Exploration of these three questions will unveil much about the key influences on personality development. One further point regarding the ‘desire of the other’ is that a feeling that nothing is desired of us can be a source of profound emptiness at the core of our being, giving rise to a lifelong desperation to be desired or needed.

A prevailing but hidden affect that is very often present in initial consultations is shame (Mollon, 2002). This can lead a person to appear awkward or evasive, as if not quite speaking the truth – but it may be a temporary expression of the patient’s worry about how he or she is viewed by the psychotherapist, and one which will diminish with increasing trust and comfort in the process. A friendly and tactful stance from the therapist can help to alleviate shame.

When we first encounter a client/patient, everything about them is novel. It is easy to become distracted by odd or unusual features of their presentation. We need to get to know the person’s relational and communicative style – including their mannerisms and cultural idioms. In Britain, different geographical areas have quite distinct linguistic and expressive styles and it can be important to grasp these in order to understand the patient adequately. A similar consideration relates to neurodiversity (Mollon, 2015). People’s brains and styles of processing and communicating emotional information do vary – and we need to be attentive to this.

The most important skill and capacity of the psychotherapist is to be able to listen with deep empathy and acceptance (Kohut, 1971; Mollon, 2001). This requires a suspension of any rush to ‘understand’, categorise, or judge – and a putting aside of illusions of knowing or understanding.

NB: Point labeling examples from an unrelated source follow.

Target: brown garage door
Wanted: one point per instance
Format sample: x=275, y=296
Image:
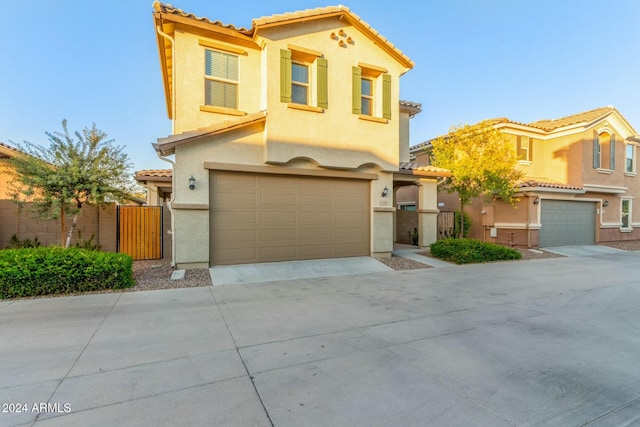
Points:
x=264, y=217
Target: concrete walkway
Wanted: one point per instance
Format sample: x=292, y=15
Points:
x=584, y=250
x=543, y=342
x=291, y=270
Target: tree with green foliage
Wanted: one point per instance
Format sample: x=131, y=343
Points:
x=482, y=162
x=60, y=179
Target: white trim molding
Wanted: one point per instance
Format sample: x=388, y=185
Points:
x=594, y=188
x=517, y=226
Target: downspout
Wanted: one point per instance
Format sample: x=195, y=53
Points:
x=528, y=221
x=173, y=84
x=170, y=205
x=173, y=165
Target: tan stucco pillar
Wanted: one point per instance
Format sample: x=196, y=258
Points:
x=427, y=211
x=382, y=244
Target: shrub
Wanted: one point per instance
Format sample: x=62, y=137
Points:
x=55, y=270
x=16, y=243
x=465, y=251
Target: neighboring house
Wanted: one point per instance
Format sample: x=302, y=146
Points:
x=287, y=137
x=581, y=184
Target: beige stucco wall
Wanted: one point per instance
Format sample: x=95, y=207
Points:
x=189, y=70
x=333, y=138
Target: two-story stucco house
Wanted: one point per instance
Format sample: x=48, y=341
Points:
x=287, y=137
x=581, y=184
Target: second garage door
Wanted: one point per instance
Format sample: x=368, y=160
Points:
x=263, y=217
x=567, y=223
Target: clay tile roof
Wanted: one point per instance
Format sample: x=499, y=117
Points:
x=420, y=169
x=411, y=107
x=585, y=117
x=530, y=181
x=155, y=173
x=169, y=9
x=328, y=11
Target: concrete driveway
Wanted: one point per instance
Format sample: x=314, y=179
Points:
x=546, y=342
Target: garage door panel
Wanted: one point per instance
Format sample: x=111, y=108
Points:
x=316, y=251
x=288, y=235
x=310, y=201
x=567, y=223
x=237, y=199
x=349, y=217
x=289, y=217
x=315, y=217
x=317, y=186
x=236, y=219
x=237, y=255
x=244, y=183
x=277, y=184
x=278, y=253
x=232, y=236
x=277, y=217
x=280, y=200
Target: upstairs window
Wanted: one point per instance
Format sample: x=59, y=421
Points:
x=625, y=213
x=221, y=79
x=303, y=78
x=525, y=148
x=299, y=83
x=371, y=86
x=630, y=164
x=366, y=96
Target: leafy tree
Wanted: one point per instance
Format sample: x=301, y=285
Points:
x=60, y=179
x=482, y=162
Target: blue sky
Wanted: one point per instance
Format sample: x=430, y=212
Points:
x=97, y=61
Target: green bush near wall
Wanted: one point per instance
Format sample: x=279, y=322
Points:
x=465, y=251
x=55, y=270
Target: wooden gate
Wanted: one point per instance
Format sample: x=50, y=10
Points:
x=445, y=225
x=139, y=231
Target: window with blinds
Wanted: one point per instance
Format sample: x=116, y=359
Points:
x=221, y=79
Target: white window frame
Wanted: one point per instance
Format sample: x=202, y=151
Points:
x=306, y=85
x=371, y=98
x=208, y=77
x=633, y=159
x=522, y=144
x=629, y=226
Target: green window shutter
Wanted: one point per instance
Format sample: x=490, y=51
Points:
x=386, y=96
x=285, y=75
x=357, y=90
x=612, y=152
x=596, y=150
x=323, y=89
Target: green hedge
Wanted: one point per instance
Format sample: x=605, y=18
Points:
x=465, y=251
x=55, y=270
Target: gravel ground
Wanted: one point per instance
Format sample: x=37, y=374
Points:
x=631, y=245
x=156, y=274
x=401, y=263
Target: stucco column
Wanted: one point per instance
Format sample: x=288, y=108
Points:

The client/patient/analysand in the consulting room is in essence an ‘unknown Other’ – who may, if we show ourselves to be emotionally trustworthy and sincere, gradually reveal to him/herself and to us, the truth of who they are and what has shaped them (Mollon, 2020). It is the supervisor’s task to help the psychotherapist approximate this facilitating stance.

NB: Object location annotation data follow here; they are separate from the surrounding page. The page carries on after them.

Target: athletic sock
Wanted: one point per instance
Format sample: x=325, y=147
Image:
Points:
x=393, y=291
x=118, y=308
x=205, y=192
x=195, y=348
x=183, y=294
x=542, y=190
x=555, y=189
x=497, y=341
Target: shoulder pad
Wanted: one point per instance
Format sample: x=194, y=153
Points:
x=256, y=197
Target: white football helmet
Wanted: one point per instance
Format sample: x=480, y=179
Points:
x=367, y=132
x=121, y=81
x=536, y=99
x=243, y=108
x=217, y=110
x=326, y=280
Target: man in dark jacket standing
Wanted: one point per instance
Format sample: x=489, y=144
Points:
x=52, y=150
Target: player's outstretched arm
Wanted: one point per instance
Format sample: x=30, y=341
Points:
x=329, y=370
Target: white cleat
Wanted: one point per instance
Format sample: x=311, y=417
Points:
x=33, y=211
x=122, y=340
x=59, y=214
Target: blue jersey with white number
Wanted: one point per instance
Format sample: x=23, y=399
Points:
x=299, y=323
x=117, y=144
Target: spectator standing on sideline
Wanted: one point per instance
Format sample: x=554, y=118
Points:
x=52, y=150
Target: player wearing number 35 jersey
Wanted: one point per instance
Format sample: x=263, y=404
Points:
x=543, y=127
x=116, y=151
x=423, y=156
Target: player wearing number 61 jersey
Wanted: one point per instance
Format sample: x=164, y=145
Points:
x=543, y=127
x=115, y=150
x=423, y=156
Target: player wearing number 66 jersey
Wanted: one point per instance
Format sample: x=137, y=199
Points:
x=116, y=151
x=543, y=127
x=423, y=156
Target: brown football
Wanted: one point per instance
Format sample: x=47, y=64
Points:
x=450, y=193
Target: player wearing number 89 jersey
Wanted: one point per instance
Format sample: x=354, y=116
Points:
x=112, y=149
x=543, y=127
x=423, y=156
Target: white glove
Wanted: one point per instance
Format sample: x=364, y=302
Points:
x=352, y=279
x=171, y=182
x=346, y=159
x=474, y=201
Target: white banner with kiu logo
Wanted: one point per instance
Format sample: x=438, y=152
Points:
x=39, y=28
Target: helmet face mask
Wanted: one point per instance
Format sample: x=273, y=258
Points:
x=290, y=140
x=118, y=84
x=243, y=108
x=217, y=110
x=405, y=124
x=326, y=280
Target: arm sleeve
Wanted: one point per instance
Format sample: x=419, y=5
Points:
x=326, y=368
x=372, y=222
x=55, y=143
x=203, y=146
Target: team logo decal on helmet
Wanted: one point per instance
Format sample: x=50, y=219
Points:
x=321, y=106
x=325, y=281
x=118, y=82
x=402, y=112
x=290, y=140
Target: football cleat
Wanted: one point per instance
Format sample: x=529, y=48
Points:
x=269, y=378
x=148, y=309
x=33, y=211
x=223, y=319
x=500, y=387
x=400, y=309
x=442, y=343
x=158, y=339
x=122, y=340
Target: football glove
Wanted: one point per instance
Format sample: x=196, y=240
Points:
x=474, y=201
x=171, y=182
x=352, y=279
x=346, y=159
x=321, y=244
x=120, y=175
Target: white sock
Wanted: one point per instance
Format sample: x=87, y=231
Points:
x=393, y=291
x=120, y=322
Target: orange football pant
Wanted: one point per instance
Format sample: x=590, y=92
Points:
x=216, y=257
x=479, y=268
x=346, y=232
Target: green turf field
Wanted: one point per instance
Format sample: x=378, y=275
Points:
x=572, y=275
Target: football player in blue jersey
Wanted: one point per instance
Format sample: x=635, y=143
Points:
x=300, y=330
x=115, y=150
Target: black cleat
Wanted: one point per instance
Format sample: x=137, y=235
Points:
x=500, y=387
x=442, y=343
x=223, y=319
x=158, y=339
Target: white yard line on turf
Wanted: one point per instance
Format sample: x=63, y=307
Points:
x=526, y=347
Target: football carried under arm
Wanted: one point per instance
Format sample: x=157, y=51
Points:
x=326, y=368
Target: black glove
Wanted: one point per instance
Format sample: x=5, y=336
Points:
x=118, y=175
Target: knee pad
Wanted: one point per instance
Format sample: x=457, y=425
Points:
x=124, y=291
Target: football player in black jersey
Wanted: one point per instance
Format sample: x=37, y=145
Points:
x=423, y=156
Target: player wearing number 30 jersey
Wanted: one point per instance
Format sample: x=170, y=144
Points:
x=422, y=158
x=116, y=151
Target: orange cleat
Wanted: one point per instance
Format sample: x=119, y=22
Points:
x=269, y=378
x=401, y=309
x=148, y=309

Bion, W.R. (1962). Learning from Experience. London. Heinmann.

Bollas, C. (1989). Forces of Destiny: Psychoanalysis and Human Idiom. London. Free Association Books.

Heimann, P. (1956). On countertransference. International Journal of Psychoanalysis, 31: 81-84.

Langs, R. (1978). The Listening Process. New York. Aronson.

Kohut, H. (1971). The Analysis of the Self. New York. International Universities Press.

Matzke, D. & Tiller, W. (2020). Deep Reality. Why Source Science May be the Key to Understanding Human Potential. Cardiff, CA. Waterside Productions.

Mollon, P. (2001). Releasing the Self. The Healing Legacy of Heinz Kohut. London. Whurr (republished by Wiley).

Mollon, P. (2002). Shame and Jealousy. The Hidden Turmoils. London. Karnac.

Mollon, P. (2015). The Disintegrating Self. Psychotherapy with Adult ADHD and Autistic Spectrum. London. Karnac.

Mollon, P. (2020). Pathologies of the Self. London. Confer.

Racker, H. (1957). The meanings and use of countertransference. In (1968), Transference and Countertransference. London. Hogarth.